Any connection between Neuropathy and MCAS?

@pennycurious1 I don't have any experience other than having small fiber peripheral neuropathy but there does seem to be a connection between the conditions. Here's just one of many research articles on the topic:
-- Mast cell disorders are associated with decreased cerebral blood flow and small fiber neuropathy:
https://pubmed.ncbi.nlm.nih.gov/34648976/
@blaira started another discussion and mentioned having MCAS and small fiber neuropathy along with other conditions - https://connect.mayoclinic.org/discussion/very-elevated-gdf-15-suggestive-of-mitochondrial-disease/.

Good morning. I also have mcas, hereditary alpha tryptasemia syndrome, and small fiber neuropathy. Yes, a large percentage of us masters have small fiber neuropathy as well. I have tried lyrica but my blood sugar raised too much and I am also diabetic. Now trying neurotic slowing. It’s so sedating. My sfn only acts up when I am having a major flare which seems to be every day to a certain extent. My triggers are environmental. Hope this helps.

Welcome @nurse1963, Thanks for sharing your experience. I have idiopathic small fiber peripheral neuropathy but no pain, just numbness and some tingling. I'm glad to see that you have connected here with @pennycurious1 and @blaira. You mentioned environmental triggers, do you have any suggestions to help manage environmental triggers to reduce flareups?

Yeah live in a bubble lol! I am allergic to cat, dog, dust, mite, mold, grass, trees, ragweed, plantain, sorrel, wasp, and Yellowjacket’. Also heat and strong smells will trigger me. I try to follow a gluten free diet but that is easier said than done. It’s so hard when they say to avoid your allergens and everyone you know has at least 1 pet. I don’t just sneeze anymore-wish that is all that I do. I failed to mention that my dr did genetic testing on me and I also have a NLRP 12 deficiency so I have all 4 of these disorders working at the same time. During a large reaction I feel dizzy, headache, tachycardia, stomachache with diarrhea, flushing of face and chest, sweating, brain fog, muscle cramps. Then if you add the small fiber neuropathy on top of it I experience skin burning, itching, and pin pricks. Like I said daily to some extent. Xolair was always my go to med but I did try tezspire(sp) that seemed to be stronger. Had to get off it because of side effects. There is a new med that the FDA approved that my Dr wants me to try. It’s all about try and error.

@nurse1963
Yeah, I feel you! Add daily crippling pain foot to shoulder and you have got me! Except that I have histaminose without being allergic. So weird!

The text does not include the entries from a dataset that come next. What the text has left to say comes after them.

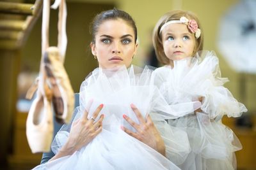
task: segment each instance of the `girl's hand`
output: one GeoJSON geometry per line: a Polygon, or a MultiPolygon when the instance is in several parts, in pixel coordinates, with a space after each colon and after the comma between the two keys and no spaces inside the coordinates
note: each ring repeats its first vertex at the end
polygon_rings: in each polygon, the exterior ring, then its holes
{"type": "Polygon", "coordinates": [[[124,115],[123,117],[136,130],[137,132],[134,132],[124,127],[122,127],[122,129],[130,136],[148,145],[163,155],[165,156],[165,146],[164,141],[155,127],[150,117],[148,115],[146,117],[146,120],[145,120],[140,111],[134,104],[131,104],[131,108],[135,113],[140,122],[140,124],[135,123],[125,115],[124,115]]]}
{"type": "Polygon", "coordinates": [[[88,113],[85,111],[81,118],[73,122],[67,143],[51,160],[73,154],[88,144],[102,131],[104,115],[101,115],[97,121],[95,119],[102,107],[103,104],[99,106],[91,118],[87,118],[88,113]]]}

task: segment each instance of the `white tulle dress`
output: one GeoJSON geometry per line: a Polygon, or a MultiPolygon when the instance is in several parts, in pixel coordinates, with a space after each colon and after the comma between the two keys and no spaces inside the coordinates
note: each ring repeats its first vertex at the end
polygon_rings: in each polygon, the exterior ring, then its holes
{"type": "MultiPolygon", "coordinates": [[[[88,118],[100,104],[104,107],[98,116],[104,114],[102,131],[89,144],[72,155],[66,156],[35,169],[180,169],[155,150],[124,132],[120,127],[133,128],[124,119],[124,114],[138,123],[131,108],[134,104],[145,117],[148,113],[163,131],[166,152],[175,162],[183,162],[190,152],[186,132],[171,129],[165,119],[175,118],[198,108],[198,102],[188,103],[184,107],[169,105],[154,85],[152,70],[132,66],[129,69],[95,69],[83,82],[79,93],[80,106],[76,109],[73,121],[79,118],[84,110],[88,118]],[[91,104],[90,109],[88,104],[91,104]]],[[[96,120],[97,118],[96,118],[96,120]]],[[[71,125],[61,127],[52,144],[56,154],[67,141],[71,125]]]]}
{"type": "Polygon", "coordinates": [[[198,53],[175,60],[173,67],[165,66],[154,71],[155,84],[169,104],[182,105],[203,97],[202,111],[168,120],[170,127],[187,132],[191,150],[177,165],[182,169],[236,169],[234,152],[242,146],[221,119],[225,115],[238,117],[247,110],[223,86],[228,80],[221,77],[214,52],[198,53]]]}

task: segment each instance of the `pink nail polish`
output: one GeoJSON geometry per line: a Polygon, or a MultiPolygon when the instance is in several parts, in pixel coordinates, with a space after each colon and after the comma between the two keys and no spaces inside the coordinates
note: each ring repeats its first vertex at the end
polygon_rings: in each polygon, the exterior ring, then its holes
{"type": "Polygon", "coordinates": [[[131,104],[131,107],[132,108],[133,108],[133,109],[135,109],[135,108],[136,108],[136,106],[135,106],[135,105],[134,105],[133,103],[131,104]]]}

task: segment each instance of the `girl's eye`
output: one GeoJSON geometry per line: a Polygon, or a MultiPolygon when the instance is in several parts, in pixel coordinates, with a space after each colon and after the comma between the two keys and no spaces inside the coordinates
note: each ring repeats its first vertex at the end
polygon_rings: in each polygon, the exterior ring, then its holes
{"type": "Polygon", "coordinates": [[[173,36],[168,36],[168,37],[167,38],[167,39],[168,39],[168,41],[173,41],[173,40],[174,39],[174,38],[173,38],[173,36]]]}
{"type": "Polygon", "coordinates": [[[188,39],[189,39],[190,38],[189,38],[189,37],[188,36],[184,36],[184,37],[183,37],[183,39],[184,40],[188,40],[188,39]]]}
{"type": "Polygon", "coordinates": [[[103,42],[104,43],[105,43],[105,44],[109,44],[109,43],[110,43],[110,39],[108,39],[108,38],[103,39],[102,40],[101,40],[101,41],[102,41],[102,42],[103,42]]]}
{"type": "Polygon", "coordinates": [[[131,42],[131,40],[129,39],[125,39],[122,41],[124,44],[129,44],[131,42]]]}

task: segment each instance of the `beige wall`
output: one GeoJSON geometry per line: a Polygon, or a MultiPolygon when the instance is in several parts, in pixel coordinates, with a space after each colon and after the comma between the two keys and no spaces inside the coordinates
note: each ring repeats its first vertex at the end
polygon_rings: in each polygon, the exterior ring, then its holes
{"type": "MultiPolygon", "coordinates": [[[[143,65],[143,58],[147,55],[152,43],[150,34],[155,24],[166,11],[182,9],[196,13],[200,18],[205,35],[204,48],[216,52],[220,59],[222,75],[228,77],[230,80],[225,86],[238,100],[246,104],[250,111],[256,111],[256,104],[254,104],[255,97],[253,95],[255,90],[255,76],[236,73],[230,67],[216,47],[219,20],[226,10],[237,3],[238,0],[97,0],[95,3],[92,0],[69,0],[67,2],[67,30],[68,43],[65,65],[76,92],[78,92],[81,82],[87,74],[97,65],[92,59],[92,55],[88,46],[91,38],[88,29],[88,24],[96,13],[111,8],[115,5],[132,15],[137,24],[140,43],[134,63],[143,65]],[[247,82],[243,89],[240,89],[241,78],[247,82]],[[245,95],[244,99],[242,99],[243,94],[245,95]]],[[[53,12],[51,16],[53,23],[51,26],[52,45],[56,45],[56,25],[54,25],[56,23],[56,13],[53,12]]],[[[28,64],[35,71],[39,68],[40,57],[40,23],[41,20],[39,20],[22,53],[22,63],[24,64],[29,62],[28,64]]]]}
{"type": "Polygon", "coordinates": [[[231,69],[216,45],[219,21],[229,8],[239,2],[238,0],[116,0],[116,2],[118,8],[129,13],[136,22],[140,39],[138,57],[140,57],[135,60],[137,64],[142,64],[141,58],[146,55],[151,43],[148,32],[161,16],[172,10],[190,10],[195,13],[204,31],[204,49],[216,52],[220,59],[222,76],[230,80],[225,87],[236,99],[246,104],[250,112],[256,113],[255,76],[239,74],[231,69]],[[241,89],[241,80],[243,79],[245,88],[241,89]],[[243,99],[243,96],[244,99],[243,99]]]}

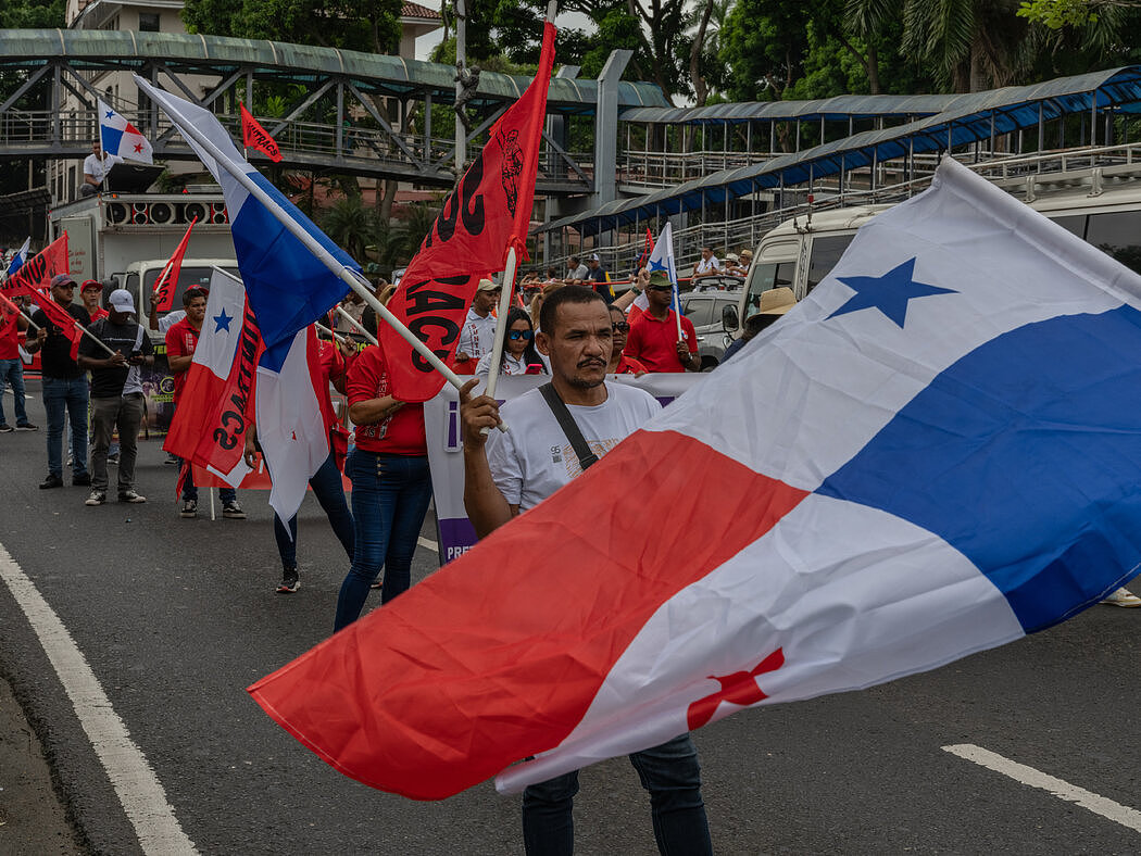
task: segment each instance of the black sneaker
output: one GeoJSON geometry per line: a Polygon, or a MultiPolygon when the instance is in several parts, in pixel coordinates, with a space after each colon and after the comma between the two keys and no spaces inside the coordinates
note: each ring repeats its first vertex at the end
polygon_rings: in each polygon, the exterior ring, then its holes
{"type": "Polygon", "coordinates": [[[282,574],[281,584],[277,587],[277,593],[292,595],[299,588],[301,588],[301,576],[298,574],[296,567],[291,567],[282,574]]]}
{"type": "Polygon", "coordinates": [[[244,520],[245,511],[243,511],[242,507],[237,504],[236,500],[234,500],[221,507],[221,516],[227,517],[230,520],[244,520]]]}

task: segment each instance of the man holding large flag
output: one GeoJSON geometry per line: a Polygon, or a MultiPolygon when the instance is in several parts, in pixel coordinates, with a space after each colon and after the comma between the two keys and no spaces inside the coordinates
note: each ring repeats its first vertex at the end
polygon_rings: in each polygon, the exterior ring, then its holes
{"type": "MultiPolygon", "coordinates": [[[[559,289],[543,302],[536,344],[551,361],[550,391],[532,389],[504,406],[510,433],[485,433],[500,421],[494,398],[463,396],[463,498],[480,538],[542,502],[590,465],[576,458],[575,438],[560,425],[558,407],[569,414],[597,457],[661,411],[648,393],[606,382],[612,345],[606,306],[601,294],[580,285],[559,289]],[[558,403],[548,403],[545,396],[551,394],[558,403]],[[561,453],[553,457],[552,449],[561,453]]],[[[464,389],[470,394],[474,385],[464,389]]],[[[711,854],[701,768],[689,734],[633,752],[630,761],[650,794],[658,850],[711,854]]],[[[574,853],[572,809],[577,791],[577,770],[524,791],[523,839],[531,856],[574,853]]]]}
{"type": "MultiPolygon", "coordinates": [[[[186,387],[186,378],[191,372],[191,365],[194,363],[194,352],[197,349],[199,339],[202,336],[202,322],[207,317],[207,299],[205,289],[187,289],[183,292],[183,308],[186,310],[186,317],[167,331],[167,362],[170,364],[170,374],[175,379],[176,414],[178,413],[179,396],[186,387]]],[[[235,309],[236,306],[237,302],[235,301],[235,309]]],[[[217,312],[218,307],[216,306],[215,309],[217,312]]],[[[236,320],[233,323],[236,324],[236,320]]],[[[191,405],[196,413],[200,412],[201,391],[201,389],[196,389],[196,401],[191,405]]],[[[217,394],[217,390],[213,394],[217,394]]],[[[195,420],[192,419],[191,425],[194,422],[195,420]]],[[[203,435],[209,435],[211,427],[213,426],[208,421],[197,422],[199,431],[203,435]]],[[[199,488],[194,484],[193,461],[191,458],[179,458],[178,484],[181,485],[183,500],[183,509],[179,516],[193,519],[199,516],[199,488]]],[[[221,500],[222,517],[235,520],[245,519],[245,512],[237,504],[237,491],[228,485],[220,487],[218,490],[218,499],[221,500]]]]}
{"type": "Polygon", "coordinates": [[[590,473],[250,692],[439,799],[1020,639],[1141,564],[1139,352],[1141,276],[945,159],[590,473]]]}
{"type": "MultiPolygon", "coordinates": [[[[555,62],[555,25],[548,13],[539,71],[527,91],[500,116],[491,139],[468,168],[400,278],[388,308],[437,356],[455,348],[468,307],[487,270],[502,270],[508,251],[526,255],[539,170],[539,143],[555,62]],[[476,272],[476,273],[472,273],[476,272]]],[[[503,282],[510,290],[511,282],[503,282]]],[[[424,402],[444,383],[423,357],[387,325],[378,332],[391,371],[393,394],[424,402]]]]}

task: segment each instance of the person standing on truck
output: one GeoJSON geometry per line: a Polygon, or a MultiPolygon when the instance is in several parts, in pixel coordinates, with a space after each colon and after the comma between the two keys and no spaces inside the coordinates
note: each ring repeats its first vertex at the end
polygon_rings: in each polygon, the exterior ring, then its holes
{"type": "Polygon", "coordinates": [[[702,248],[702,257],[694,264],[694,278],[702,276],[715,276],[721,273],[721,263],[713,255],[712,247],[702,248]]]}
{"type": "MultiPolygon", "coordinates": [[[[51,278],[51,299],[66,309],[83,326],[90,318],[87,309],[72,302],[75,281],[67,274],[56,274],[51,278]]],[[[37,309],[32,323],[39,329],[35,338],[29,338],[24,350],[29,354],[42,352],[43,410],[48,414],[48,477],[40,483],[40,490],[64,486],[64,421],[71,421],[72,436],[72,484],[88,486],[91,475],[87,471],[87,378],[79,363],[71,358],[71,339],[48,320],[43,309],[37,309]]]]}
{"type": "Polygon", "coordinates": [[[80,196],[94,196],[103,187],[103,179],[111,168],[122,163],[118,154],[107,154],[98,140],[91,144],[91,154],[83,159],[83,186],[79,188],[80,196]]]}
{"type": "Polygon", "coordinates": [[[673,284],[662,270],[649,275],[646,286],[646,312],[634,318],[626,338],[625,355],[652,372],[701,371],[697,355],[697,331],[694,323],[681,316],[681,338],[678,338],[673,284]]]}
{"type": "Polygon", "coordinates": [[[141,324],[131,321],[135,299],[126,289],[115,289],[107,301],[107,317],[91,324],[90,333],[107,346],[113,356],[90,338],[79,346],[79,366],[91,372],[91,494],[84,504],[107,501],[107,452],[111,435],[119,429],[119,501],[146,502],[135,490],[135,459],[138,455],[139,428],[143,425],[143,378],[140,365],[154,363],[154,346],[141,324]]]}

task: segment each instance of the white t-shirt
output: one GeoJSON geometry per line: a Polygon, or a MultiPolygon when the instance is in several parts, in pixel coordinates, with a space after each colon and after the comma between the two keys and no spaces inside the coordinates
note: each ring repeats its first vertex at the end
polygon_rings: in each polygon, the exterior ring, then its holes
{"type": "MultiPolygon", "coordinates": [[[[606,401],[594,407],[567,405],[590,451],[599,458],[662,411],[645,389],[607,383],[606,401]]],[[[507,431],[487,438],[487,463],[495,486],[520,511],[533,508],[582,473],[578,455],[539,389],[503,405],[507,431]]]]}
{"type": "Polygon", "coordinates": [[[89,154],[83,159],[83,175],[91,176],[96,181],[103,184],[104,176],[111,171],[111,168],[116,163],[122,163],[123,159],[118,154],[110,154],[108,152],[103,153],[103,160],[100,161],[95,154],[89,154]]]}
{"type": "Polygon", "coordinates": [[[495,347],[495,316],[487,313],[486,318],[479,317],[475,309],[468,309],[468,317],[460,331],[460,350],[472,360],[479,360],[484,354],[491,354],[495,347]]]}

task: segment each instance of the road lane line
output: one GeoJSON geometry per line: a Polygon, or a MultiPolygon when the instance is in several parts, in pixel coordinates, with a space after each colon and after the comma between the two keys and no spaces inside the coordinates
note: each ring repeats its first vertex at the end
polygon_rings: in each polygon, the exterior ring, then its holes
{"type": "Polygon", "coordinates": [[[1003,758],[1001,754],[982,749],[981,746],[962,743],[954,746],[944,746],[942,750],[964,758],[968,761],[973,761],[987,769],[993,769],[995,773],[1002,773],[1004,776],[1009,776],[1021,784],[1049,791],[1060,799],[1075,802],[1082,808],[1093,811],[1095,815],[1101,815],[1106,819],[1119,823],[1122,826],[1127,826],[1134,832],[1141,832],[1141,811],[1138,811],[1135,808],[1114,802],[1114,800],[1107,797],[1099,797],[1097,793],[1092,793],[1084,788],[1071,785],[1069,782],[1046,775],[1034,767],[1027,767],[1025,764],[1018,764],[1017,761],[1003,758]]]}
{"type": "Polygon", "coordinates": [[[135,827],[143,851],[162,856],[197,854],[194,842],[175,817],[162,783],[143,750],[131,740],[123,720],[112,709],[111,700],[103,692],[87,657],[3,544],[0,544],[0,579],[24,611],[43,646],[43,653],[59,676],[75,716],[135,827]]]}

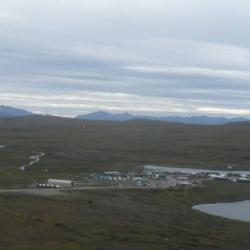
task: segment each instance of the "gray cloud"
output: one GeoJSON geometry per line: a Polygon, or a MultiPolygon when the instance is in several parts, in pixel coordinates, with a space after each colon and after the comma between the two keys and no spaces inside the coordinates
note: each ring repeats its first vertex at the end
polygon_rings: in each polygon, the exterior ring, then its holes
{"type": "Polygon", "coordinates": [[[0,3],[2,104],[250,116],[248,1],[0,3]]]}

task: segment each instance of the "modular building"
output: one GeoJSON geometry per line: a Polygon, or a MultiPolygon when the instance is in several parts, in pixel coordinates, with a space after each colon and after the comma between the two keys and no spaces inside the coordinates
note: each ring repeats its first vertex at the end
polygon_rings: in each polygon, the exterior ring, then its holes
{"type": "Polygon", "coordinates": [[[71,180],[48,179],[49,185],[58,185],[60,187],[73,187],[74,182],[71,180]]]}

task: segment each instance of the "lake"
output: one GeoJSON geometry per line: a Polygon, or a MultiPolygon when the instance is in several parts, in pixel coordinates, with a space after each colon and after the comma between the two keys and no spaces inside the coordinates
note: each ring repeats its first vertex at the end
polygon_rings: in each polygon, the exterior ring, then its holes
{"type": "Polygon", "coordinates": [[[224,202],[193,206],[193,209],[227,219],[250,222],[250,201],[224,202]]]}

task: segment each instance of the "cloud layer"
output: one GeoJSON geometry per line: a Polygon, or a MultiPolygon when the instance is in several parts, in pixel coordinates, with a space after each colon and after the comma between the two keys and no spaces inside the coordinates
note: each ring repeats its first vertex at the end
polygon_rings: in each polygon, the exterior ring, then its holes
{"type": "Polygon", "coordinates": [[[249,1],[0,3],[1,104],[250,116],[249,1]]]}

Hope you find proper meds soon!

Yes, I feel there is but finding a doctor who understands the connection is a problem. There are mast cell facebook pages for many states and general ones. I would suggest going there.

@nurse1963 See my comment below about mast cell facebook pages. Yes did these problems run in family on motber's side?

I see an allergist/immunologist and he is wonderful. I’ve been to Philly a few times to see a hematologist and an allergist. Then I saw Dr Maryanna Castells in Brigham and Women’s hospital in Boston who diagnosed me with the mcas. Funny thing is my present Dr was just 45 minutes away from where I live.

OMG yes! Both my mother and my son have the hereditary alpha tryptasemia syndrome. My mother has no allergies but my son was on allergy shots for 5 years because he also has multiple allergies. We all have the same problem but we have different symptoms.